Par acte d’huissier du 10 septembre 2015, la Caisse de Crédit Mutuel de Quesnoy-sur-Deûle a fait assigner en intervention forcée la SA Société Française du Radiotéléphone, aux fins de garantie devant le tribunal d’instance de Lille.
Par jugement contradictoire du 27 mai 2016, le tribunal d’instance de Lille a :
– condamné la Caisse de Crédit mutuel à payer à Mme [X] la somme de 1.913 euros, ainsi que l’ensemble des frais de commissions et d’interventions pour une somme de 225,23 euros arrêtée provisoirement au mois d’octobre 2014, le tout assorti des intérêts au taux légal à compter du 11 décembre 2014, date de l’assignation valant mise en demeure;
– condamné la SA Société Française du Radiotéléphone à garantir la Caisse de Crédit mutuel de la somme de 956,50 euros;
– condamné la Caisse de Crédit mutuel à payer à Mme [X] :
* la somme de 1.000 euros à titre de dommages et intérêts ;
* la somme de 1.000 euros sur le fondement de l’article 700 du code de procédure civile, ainsi qu’aux dépens;
– et débouté les parties de toutes autres demandes plus amples, différentes ou contraires.
La Caisse de Crédit Mutuel de Quesnoy-sur-Deûle a relevé appel de cette décision par déclarations des 21 et 22 juillet 2016.
La SA Société Française du Radiotéléphone a relevé appel de la même décision par déclaration du 29 juillet 2016.

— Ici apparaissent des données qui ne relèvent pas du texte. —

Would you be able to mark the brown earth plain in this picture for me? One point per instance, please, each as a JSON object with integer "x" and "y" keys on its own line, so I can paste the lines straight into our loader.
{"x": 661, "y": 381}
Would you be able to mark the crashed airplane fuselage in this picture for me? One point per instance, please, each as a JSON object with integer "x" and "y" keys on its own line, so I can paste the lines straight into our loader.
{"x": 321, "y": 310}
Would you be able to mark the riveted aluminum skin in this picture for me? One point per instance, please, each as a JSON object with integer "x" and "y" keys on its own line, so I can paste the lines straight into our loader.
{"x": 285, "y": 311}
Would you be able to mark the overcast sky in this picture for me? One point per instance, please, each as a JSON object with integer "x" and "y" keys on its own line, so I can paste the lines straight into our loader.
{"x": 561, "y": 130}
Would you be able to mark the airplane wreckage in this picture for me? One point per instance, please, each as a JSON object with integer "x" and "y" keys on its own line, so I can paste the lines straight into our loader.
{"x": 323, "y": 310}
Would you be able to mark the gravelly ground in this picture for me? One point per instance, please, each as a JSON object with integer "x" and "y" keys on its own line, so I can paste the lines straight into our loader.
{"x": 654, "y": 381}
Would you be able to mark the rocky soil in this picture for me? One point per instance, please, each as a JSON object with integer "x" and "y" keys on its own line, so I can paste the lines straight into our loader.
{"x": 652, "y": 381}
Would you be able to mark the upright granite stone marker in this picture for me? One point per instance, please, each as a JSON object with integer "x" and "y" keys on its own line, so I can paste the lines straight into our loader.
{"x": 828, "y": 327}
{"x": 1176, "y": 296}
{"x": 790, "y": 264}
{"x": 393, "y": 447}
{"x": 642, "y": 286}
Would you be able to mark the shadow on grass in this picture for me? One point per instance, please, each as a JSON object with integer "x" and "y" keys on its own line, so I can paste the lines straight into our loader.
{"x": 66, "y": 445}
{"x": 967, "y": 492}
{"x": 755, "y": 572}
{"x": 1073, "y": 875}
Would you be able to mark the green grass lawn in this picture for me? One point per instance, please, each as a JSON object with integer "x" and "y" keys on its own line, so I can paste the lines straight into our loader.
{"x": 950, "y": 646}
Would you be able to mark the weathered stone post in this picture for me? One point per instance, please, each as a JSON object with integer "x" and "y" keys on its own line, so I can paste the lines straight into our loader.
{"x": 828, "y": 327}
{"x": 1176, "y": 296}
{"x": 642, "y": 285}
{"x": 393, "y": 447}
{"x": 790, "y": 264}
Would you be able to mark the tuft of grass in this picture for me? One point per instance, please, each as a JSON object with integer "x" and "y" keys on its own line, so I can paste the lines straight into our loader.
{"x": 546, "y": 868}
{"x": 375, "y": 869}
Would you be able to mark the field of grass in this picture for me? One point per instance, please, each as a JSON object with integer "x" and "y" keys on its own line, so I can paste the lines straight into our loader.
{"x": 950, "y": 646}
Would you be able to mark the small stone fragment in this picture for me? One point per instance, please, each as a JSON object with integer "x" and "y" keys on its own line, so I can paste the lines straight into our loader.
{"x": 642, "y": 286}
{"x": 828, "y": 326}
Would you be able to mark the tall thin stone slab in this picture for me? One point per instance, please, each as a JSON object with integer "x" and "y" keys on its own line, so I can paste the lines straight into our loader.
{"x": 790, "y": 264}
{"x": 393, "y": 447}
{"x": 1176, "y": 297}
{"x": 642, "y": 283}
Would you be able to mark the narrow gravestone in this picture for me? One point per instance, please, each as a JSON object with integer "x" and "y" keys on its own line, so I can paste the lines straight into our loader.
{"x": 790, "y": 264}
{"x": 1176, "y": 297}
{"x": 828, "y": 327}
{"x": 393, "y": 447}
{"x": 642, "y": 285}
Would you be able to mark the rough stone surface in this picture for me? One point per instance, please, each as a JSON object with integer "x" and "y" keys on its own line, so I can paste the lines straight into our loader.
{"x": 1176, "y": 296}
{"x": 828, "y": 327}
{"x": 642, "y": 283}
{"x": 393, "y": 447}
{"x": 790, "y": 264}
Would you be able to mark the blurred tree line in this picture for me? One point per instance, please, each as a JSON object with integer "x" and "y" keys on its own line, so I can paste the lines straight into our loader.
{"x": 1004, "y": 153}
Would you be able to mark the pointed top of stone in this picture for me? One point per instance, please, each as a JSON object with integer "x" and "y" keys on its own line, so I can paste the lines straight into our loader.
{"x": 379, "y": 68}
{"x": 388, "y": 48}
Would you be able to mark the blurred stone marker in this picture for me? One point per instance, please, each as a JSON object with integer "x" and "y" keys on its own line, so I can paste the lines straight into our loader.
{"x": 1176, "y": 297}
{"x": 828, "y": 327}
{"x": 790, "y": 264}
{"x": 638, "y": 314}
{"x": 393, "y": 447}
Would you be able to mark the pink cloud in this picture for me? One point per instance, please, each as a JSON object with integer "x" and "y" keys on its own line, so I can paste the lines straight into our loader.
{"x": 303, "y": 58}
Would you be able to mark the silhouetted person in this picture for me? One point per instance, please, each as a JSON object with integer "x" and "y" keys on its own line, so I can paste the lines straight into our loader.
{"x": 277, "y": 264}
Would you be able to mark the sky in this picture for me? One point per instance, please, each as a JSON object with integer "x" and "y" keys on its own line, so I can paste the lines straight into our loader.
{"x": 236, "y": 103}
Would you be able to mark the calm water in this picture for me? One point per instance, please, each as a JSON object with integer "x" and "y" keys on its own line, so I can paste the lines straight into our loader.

Les trois affaires ont été jointes par ordonnance du conseiller de la mise en état du 19 janvier 2017 sous le numéro RG n° 16/04638.
Suivant arrêt contradictoire du 19 avril 2018, la cour d’appel de Douai a :
– confirmé le jugement entrepris, sauf en ce qu’il a :
* condamné la Caisse de Crédit Mutuel de Quesnoy-sur-Deûle à payer à Mme [X] l’ensemble des frais de commissions et d’interventions pour une somme de 225,23 euros arrêtée provisoirement au mois d’octobre 2014, le tout assorti des intérêts au taux légal à compter du 11 décembre 2014, date de l’assignation valant mise en demeure ;
* condamné la Caisse de Crédit Mutuel de Quesnoy-sur-Deûle à payer à Mme [X] la somme de 1.000 euros à titre de dommages et intérêts ;
* condamné la SA Société Française du Radiotéléphone à garantir la Caisse de Crédit Mutuel de Quesnoy-sur-Deûle de la somme de 956,50 euros;
– infirmé le jugement entrepris des chefs susvisés;
et statuant à nouveau,
– condamné la Caisse de Crédit Mutuel de Quesnoy-sur-Deûle à payer à Mme [X] la somme de 336,69 euros avec intérêts au taux légal à compter du 11 décembre 2014, au titre des frais de commissions et d’interventions;
– débouté Mme [X] de sa demande de dommages et intérêts pour résistance abusive;
– débouté la Caisse de Crédit Mutuel de Quesnoy-sur-Deûle de sa demande de condamnation de la SA Société Française du Radiotéléphone à la garantir de l’intégralité des sommes qu’elle pourrait devoir être tenue de payer à Mme [X];
y ajoutant,
– condamné la Caisse de Crédit Mutuel de Quesnoy-sur-Deûle à payer à Mme [X] une somme complémentaire de 2.000 euros en application de l’article 700 du code de procédure civile au titre de l’appel, ainsi qu’aux dépens d’appel;
– débouté la Caisse de Crédit Mutuel de Quesnoy-sur-Deûle et la SA Société Française du Radiotéléphone de leurs demandes au titre de l’article 700 du code de procédure civile.
La Caisse de Crédit Mutuel de Quesnoy-sur-Deûle a formé un pourvoi en cassation.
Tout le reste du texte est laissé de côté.